One of the key misconceptions about housing affordability in Perth is that it is solely related to the price of land and houses and whether prices are going up or down. For example, as the average price of housing in Perth has declined in recent years, many might assume this has automatically led to more affordable housing.

This is true for buyers on good incomes, but definitely not the case for those in the lower income quartiles, where affordability is a much more complicated issue.

While the price of housing certainly plays a major part, being able to enter the property market is also dependent on being able to save for a deposit, a person or couple’s employment history and stability, borrowing capacity and the daily cost of living expenses, such as access to public transport.

These factors can make achieving home ownership not just difficult, but impossible for those on very low incomes.

That is why mechanisms such as the First Home Owner Grant (FHOG), Keystart Loans and shared equity schemes are all critical and need to continue, as they enable people working in some of our lowest paid industries, such as hospitality and retail, to enter the property market in WA.

Therefore, it was very pleasing to hear Minister Tinley voice his strong support for retaining the FHOG and supporting first homebuyers into home ownership.

Keystart is run by the State Government and provides low deposit home loans with no mortgage insurance to eligible owner-occupiers.

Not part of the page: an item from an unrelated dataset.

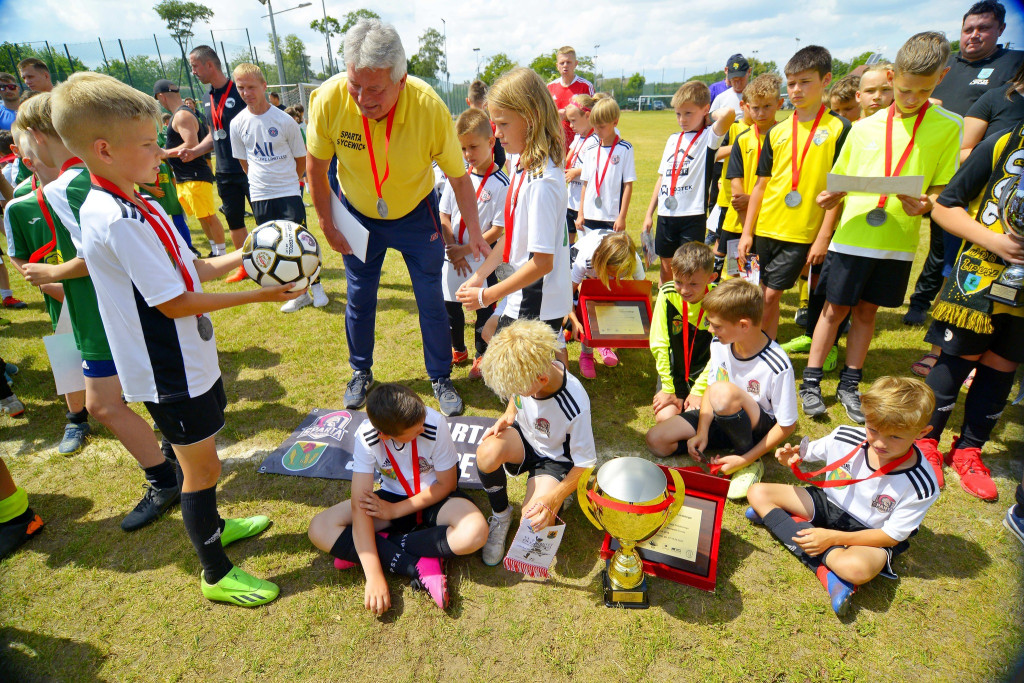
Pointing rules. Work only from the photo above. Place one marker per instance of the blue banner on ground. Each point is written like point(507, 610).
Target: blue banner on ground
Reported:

Keystart also offers the option of shared equity loans where the Housing Authority will co-own up to 40 per cent of a property with the purchaser. Shared equity arrangements are available for a range of properties procured or built by the Department of Housing in certain areas across the state.

Moving forward, UDIA would like to see the Keystart and shared equity schemes expanded so more people have access to them.

For instance, if the Federal Government was to support and invest funds into the successful shared equity scheme, even more properties could be made available to a larger number of applicants.

And with the shared equity schemes also providing the opportunity for homebuyers to purchase the government’s ‘share’ or portion of the home in due course, more people are provided with housing security and a stepping stone into full home ownership, which is fantastic not only for those individuals, but also for the broader economy.